The page gets marked as PageUnaccepted() if any of merged-in pages is
PageUnaccepted().

For new pages, just being added to buddy allocator, consult
page_is_unaccepted(). FPI_UNACCEPTED indicates that the page is new and
page_is_unaccepted() check is required.

Avoid calling page_is_unaccepted() if it is known that the page needs
acceptance anyway. It can be costly.

Is it good enough explanation?

FPI_UNACCEPTED is not a good name. Any help with a better one?
FPI_CHECK_UNACCEPTED?

> >  	if (fpi_flags & FPI_TO_TAIL)
> >  		to_tail = true;
> >  	else if (is_shuffle_order(order))
> > @@ -1149,7 +1192,8 @@ static inline void __free_one_page(struct page *page,
> >  static inline bool page_expected_state(struct page *page,
> >  					unsigned long check_flags)
> >  {
> > -	if (unlikely(atomic_read(&page->_mapcount) != -1))
> > +	if (unlikely(atomic_read(&page->_mapcount) != -1) &&
> > +	    !PageUnaccepted(page))
> >  		return false;
> 
> That probably deserves a comment, and maybe its own if() statement.
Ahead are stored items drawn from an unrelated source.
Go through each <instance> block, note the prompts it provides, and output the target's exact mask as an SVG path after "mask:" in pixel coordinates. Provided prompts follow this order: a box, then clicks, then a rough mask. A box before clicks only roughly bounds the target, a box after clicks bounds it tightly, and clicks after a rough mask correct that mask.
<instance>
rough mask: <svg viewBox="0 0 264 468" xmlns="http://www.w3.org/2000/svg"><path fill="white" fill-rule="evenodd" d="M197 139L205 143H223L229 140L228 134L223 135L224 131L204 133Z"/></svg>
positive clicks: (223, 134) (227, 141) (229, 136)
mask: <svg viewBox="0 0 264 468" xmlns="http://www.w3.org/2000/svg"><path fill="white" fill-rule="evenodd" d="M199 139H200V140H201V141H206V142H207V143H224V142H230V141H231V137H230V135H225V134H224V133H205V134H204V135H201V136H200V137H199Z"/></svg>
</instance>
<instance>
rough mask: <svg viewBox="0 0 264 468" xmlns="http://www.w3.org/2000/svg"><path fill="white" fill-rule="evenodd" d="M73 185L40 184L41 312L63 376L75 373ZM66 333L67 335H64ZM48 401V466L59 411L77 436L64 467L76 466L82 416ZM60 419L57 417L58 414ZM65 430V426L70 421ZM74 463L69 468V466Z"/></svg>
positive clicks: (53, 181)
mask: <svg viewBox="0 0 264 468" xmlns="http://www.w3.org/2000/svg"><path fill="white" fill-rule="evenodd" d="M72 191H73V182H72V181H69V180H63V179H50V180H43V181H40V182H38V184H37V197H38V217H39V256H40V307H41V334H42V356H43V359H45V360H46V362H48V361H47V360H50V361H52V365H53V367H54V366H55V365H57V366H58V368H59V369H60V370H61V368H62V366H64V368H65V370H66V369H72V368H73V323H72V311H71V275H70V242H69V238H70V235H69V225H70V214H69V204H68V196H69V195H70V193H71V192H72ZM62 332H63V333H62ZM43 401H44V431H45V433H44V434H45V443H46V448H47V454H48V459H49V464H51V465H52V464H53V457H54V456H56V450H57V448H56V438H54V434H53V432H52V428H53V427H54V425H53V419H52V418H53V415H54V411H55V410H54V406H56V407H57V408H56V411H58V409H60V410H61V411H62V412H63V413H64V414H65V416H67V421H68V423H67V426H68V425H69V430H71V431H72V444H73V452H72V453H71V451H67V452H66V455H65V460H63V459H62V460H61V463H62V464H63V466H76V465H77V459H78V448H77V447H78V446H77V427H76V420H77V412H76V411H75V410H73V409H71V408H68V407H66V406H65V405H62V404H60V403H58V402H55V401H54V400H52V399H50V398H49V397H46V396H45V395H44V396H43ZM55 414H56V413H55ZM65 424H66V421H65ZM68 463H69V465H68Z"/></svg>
Own if does not work. PageUnaccepted() is encoded in _mapcount.

What about this:

	/*
	 * page->_mapcount is expected to be -1.
	 *
	 * There is an exception for PageUnaccepted(). The page type can be set
	 * for pages on free list. Page types are encoded in _mapcount.
	 *
	 * PageUnaccepted() will get cleared in post_alloc_hook().
	 */
	if (unlikely((atomic_read(&page->_mapcount) | PG_unaccepted) != -1))
		return false;

?

> >  	if (unlikely((unsigned long)page->mapping |
> > @@ -1654,7 +1698,8 @@ void __free_pages_core(struct page *page, unsigned int order)
> >  	 * Bypass PCP and place fresh pages right to the tail, primarily
> >  	 * relevant for memory onlining.
> >  	 */
> > -	__free_pages_ok(page, order, FPI_TO_TAIL | FPI_SKIP_KASAN_POISON);
> > +	__free_pages_ok(page, order,
> > +			FPI_TO_TAIL | FPI_SKIP_KASAN_POISON | FPI_UNACCEPTED);
> >  }
> >  
> >  #ifdef CONFIG_NUMA
> > @@ -1807,6 +1852,7 @@ static void __init deferred_free_range(unsigned long pfn,
> >  		return;
> >  	}
> >  
> > +	accept_memory(pfn << PAGE_SHIFT, (pfn + nr_pages) << PAGE_SHIFT);
> >  	for (i = 0; i < nr_pages; i++, page++, pfn++) {
> >  		if ((pfn & (pageblock_nr_pages - 1)) == 0)
> >  			set_pageblock_migratetype(page, MIGRATE_MOVABLE);
> 
> Comment, please.  I assume doing the slow accept up front is OK here
> because this is in the deferred path.  But, it would be nice to know for
> sure.

It is acceptance of smaller than page block upfront. I will add a comment.

> 
> > @@ -2266,6 +2312,10 @@ static inline void expand(struct zone *zone, struct page *page,
> >  		if (set_page_guard(zone, &page[size], high, migratetype))
> >  			continue;
> >  
> > +		/* Transfer PageUnaccepted() to the newly split pages */
> > +		if (PageUnaccepted(page))
> > +			__SetPageUnaccepted(&page[size]);
> 
> We don't want to just accept the page here, right?  Because we're
> holding the zone lock?  Maybe we should mention that:
> 
> 		/*
> 		 * Transfer PageUnaccepted() to the newly split pages so
> 		 * they can be accepted after dropping the zone lock.
> 		 */

Okay.

> >  		add_to_free_list(&page[size], zone, high, migratetype);
> >  		set_buddy_order(&page[size], high);
> >  	}
> > @@ -2396,6 +2446,9 @@ inline void post_alloc_hook(struct page *page, unsigned int order,
> >  	 */
> >  	kernel_unpoison_pages(page, 1 << order);
> >  
> > +	if (PageUnaccepted(page))
> > +		accept_page(page, order);
> > +
> >  	/*
> >  	 * As memory initialization might be integrated into KASAN,
> >  	 * KASAN unpoisoning and memory initializion code must be
> 
> Is accepted memory guaranteed to be zeroed?  Do we want to skip the
> __GFP_ZERO behavior later in this function?  Or is that just a silly
> over-optimization?

For TDX, it is true that the memory gets cleared on acceptance, but I
don't we can say the same for any possible implementation.

I would rather leave __GFP_ZERO for peace of mind. Clearing the cache-hot
page for the second time shouldn't be a big deal comparing to acceptance
cost.

-- 
 Kirill A. Shutemov